Beijing rejects historic offer of Dalai Lama talks
China vows to 'crush and smash' Tibet protests

Tibetan spiritual leader His Holiness the Dalai Lama arrives for a prayer teachings in New Delhi. MANPREET ROMANA/AFP/Getty Images
Related Articles
China has defied international calls for it to hold talks with the Dalai Lama and pledged to intensify its brutal crackdown on Tibetan protests against its rule.
An editorial in yesterday's People's Daily, the mouthpiece of the ruling Communist Party, promised to "resolutely crush the conspiracy of sabotage and smash Tibet independence forces''.
Gordon Brown said last week that Wen Jiabao, China's prime minister, had assured him that China would to talk to the Dalai Lama if he agreed to abandon support for independence and renounced violence. But Tibet's exiled spiritual leader has already said he supports autonomy, rather than independence, and has condemned the violence.
Foreign journalists are barred from the region, but a massive military presence appears to have ended the protests, in which the Chinese say 19 people died. The Tibetan government in exile puts the death toll at 99. A further 1,000 people were reportedly detained.
On Friday, Nancy Pelosi, the Speaker of the US House of Representatives, met the Dalai Lama in Dharamsala, India, and described the situation in Tibet as a "challenge to the conscience of the world''.
But the sheer violence of the protests in Lhasa, during which ethnic Chinese people were attacked, suggests the Dalai Lama's influence over younger Tibetans is not as strong as it once was. "I think his influence is waning in the sense that some young people know so little about him,'' Lhadon Tethong, the executive director of Students for a Free Tibet said.
"There is still a huge reverence for the Dalai Lama, but in the more remote areas, people's education is so poor that they don't really understand the whole political situation.''
Young Tibetans, who are resentful that Han Chinese have benefited most from state investment, led protests in Lhasa last week.
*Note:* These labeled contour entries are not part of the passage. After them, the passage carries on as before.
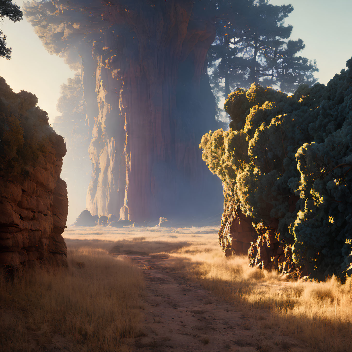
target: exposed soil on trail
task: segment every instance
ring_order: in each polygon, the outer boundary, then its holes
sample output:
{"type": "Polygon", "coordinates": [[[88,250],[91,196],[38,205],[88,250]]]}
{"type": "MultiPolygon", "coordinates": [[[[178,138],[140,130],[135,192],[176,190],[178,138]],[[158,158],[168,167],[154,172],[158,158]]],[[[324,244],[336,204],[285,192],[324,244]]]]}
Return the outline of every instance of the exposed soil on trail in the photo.
{"type": "Polygon", "coordinates": [[[244,314],[197,283],[188,281],[173,268],[172,257],[131,251],[112,254],[138,260],[145,274],[142,311],[145,336],[131,341],[133,351],[310,351],[300,341],[263,329],[263,322],[253,314],[244,314]]]}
Last Tuesday night, 100 students at the Central University for Nationalities in Beijing held a candle-lit prayer vigil on campus. It ended with 15 of the students being led away in handcuffs.
"It was just a group of Tibetans praying, but it was organised so the Chinese freaked out,'' said an American teacher at the university.
With the Olympic torch relay starting next month, its progress around the world will be marked by protests that will maintain the pressure on Beijing to negotiate with the Dalai Lama. "We're organising to have a presence during the torch relay,'' said Gans Willen den Besten, the European campaign co-ordinator for the International Campaign for Tibet. "We'll be holding pictures of the people who died during the protests."